We ventured into the 100 degree heat to gawk and gander at cool houses. Yep, it was Cool House Tour 2011 in Austin today, and we visited one shy of half dozen of the 16 homes on the tour (it takes a long time per house when you have lots of questions…). Put on every year by the Texas Solar Energy Society and the Austin Energy Green Building Program, it’s a great way to get inspired to be energy efficient (and save a little green!).
The homes are the listed attraction, but the real hoot is interacting with the owners who are pleasantly obsessed with the energy efficiency and greenery of their homes and are more than eager to talk in detail about it (crowds would literally form about these folks). Plus, I got into a friendly argument with a woodworker about geothermal (me: “I have a degree in geophysics and have concerns about heat transfer in dense chalk.” he: “I did experiments in high school. I know it works.”).
Stuff we learned:
- You can get motorized windows for your clerestory (assuming you have one).
- Our current countertop choice looks awesome.
- Kohler make a nice cubist bathroom sink.
- There’s some nice composite planking out there.
- Pervious plastic paving material is pretty darn cool (and it’s pervious!)
- One homeowner said to use blown-in-wall cellulose in walls and spray foam in attic (this said from a waste perspective since spray foam in the wall has to be cut back and the waste can’t be used).
- If you get a multi-zone HVAC, get one with three lead dampers because the interface is badass. The homeowner said he could send heat to one room and AC to another if he wanted to through a Star Trek-like touch screen interface. However, because of compatibility problems with his system, he was downgraded to two-lead dampers. Not. As. Cool.
- Tall ceilings just feel right.
- Oak plywood, edge-up, looks freakin’ awesome on steps.
- Base trim that consists of, from the bottom up, 1”x4” wood, then a 1” gap, then 1”x1” wood looks pretty cool and modern.
- If your bathroom consists of three walls of glass block on the south side of your five-star house, it gets a little warm in there.

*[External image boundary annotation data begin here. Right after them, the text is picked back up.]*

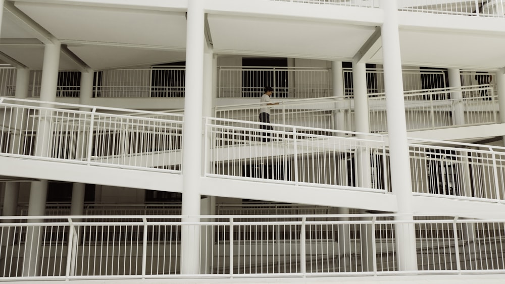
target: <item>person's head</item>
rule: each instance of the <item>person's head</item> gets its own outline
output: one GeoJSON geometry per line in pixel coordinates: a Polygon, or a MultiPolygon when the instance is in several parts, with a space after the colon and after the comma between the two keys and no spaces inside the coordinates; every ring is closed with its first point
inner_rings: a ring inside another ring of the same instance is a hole
{"type": "Polygon", "coordinates": [[[272,87],[265,87],[265,93],[269,95],[272,95],[272,93],[274,91],[274,89],[272,88],[272,87]]]}

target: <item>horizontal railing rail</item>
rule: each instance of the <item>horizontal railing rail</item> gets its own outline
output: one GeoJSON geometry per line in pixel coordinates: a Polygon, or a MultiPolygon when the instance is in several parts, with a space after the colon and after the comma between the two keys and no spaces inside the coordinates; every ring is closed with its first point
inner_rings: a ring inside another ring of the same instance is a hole
{"type": "Polygon", "coordinates": [[[429,139],[409,144],[413,191],[503,203],[505,147],[429,139]]]}
{"type": "Polygon", "coordinates": [[[473,0],[470,1],[434,1],[414,0],[398,1],[398,10],[430,14],[505,17],[503,0],[473,0]]]}
{"type": "Polygon", "coordinates": [[[207,176],[388,190],[382,136],[211,118],[205,129],[207,176]]]}
{"type": "Polygon", "coordinates": [[[328,97],[330,76],[328,68],[222,66],[218,97],[259,98],[267,86],[273,88],[275,98],[328,97]]]}
{"type": "MultiPolygon", "coordinates": [[[[497,97],[488,85],[414,90],[404,95],[408,131],[498,123],[497,97]]],[[[384,93],[369,94],[374,133],[387,132],[384,93]]]]}
{"type": "Polygon", "coordinates": [[[502,219],[394,214],[12,218],[0,218],[0,274],[6,281],[505,271],[502,219]],[[183,221],[189,217],[196,221],[183,221]],[[409,228],[408,237],[415,241],[398,244],[397,230],[409,228]],[[181,250],[185,230],[197,236],[197,254],[188,263],[197,267],[196,274],[181,272],[181,260],[189,257],[181,250]],[[412,251],[417,269],[400,270],[401,256],[412,251]]]}
{"type": "Polygon", "coordinates": [[[0,112],[2,155],[180,172],[181,115],[6,98],[0,112]]]}
{"type": "MultiPolygon", "coordinates": [[[[270,108],[270,121],[274,124],[301,127],[335,129],[335,121],[340,130],[352,130],[351,102],[342,97],[328,97],[292,100],[274,99],[278,103],[270,108]],[[336,110],[338,110],[338,114],[336,110]]],[[[252,122],[259,121],[260,109],[267,103],[250,103],[215,108],[218,118],[252,122]]]]}

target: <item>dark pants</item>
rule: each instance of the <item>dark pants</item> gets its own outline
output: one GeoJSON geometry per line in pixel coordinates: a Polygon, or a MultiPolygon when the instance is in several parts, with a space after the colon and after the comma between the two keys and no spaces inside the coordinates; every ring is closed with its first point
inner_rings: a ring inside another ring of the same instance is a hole
{"type": "MultiPolygon", "coordinates": [[[[260,113],[260,122],[263,124],[270,123],[270,115],[266,112],[260,113]]],[[[268,124],[262,124],[260,126],[260,128],[265,130],[272,130],[273,129],[272,126],[268,124]]],[[[267,138],[266,136],[270,136],[271,134],[270,132],[262,132],[261,135],[263,138],[262,138],[262,141],[263,142],[270,141],[270,139],[267,138]]]]}

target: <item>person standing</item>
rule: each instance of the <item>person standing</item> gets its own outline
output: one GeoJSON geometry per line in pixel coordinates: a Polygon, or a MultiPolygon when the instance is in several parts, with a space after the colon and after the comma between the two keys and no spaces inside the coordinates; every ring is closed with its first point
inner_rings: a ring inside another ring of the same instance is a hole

- You can now hook rainwater up to your toilets (visited the first house in Texas to have (legal) dual plumbing [city and rainwater]).
- It’s a good idea to have a single shutoff for all of your external hose bibs for when it freezes.
- You prolly should worry about heat gain and loss through the edge of your slab (if you are on a slab).
- Aline the vertical relief seams in stucco with each vertical edge of the windows and doors else you will get cracks.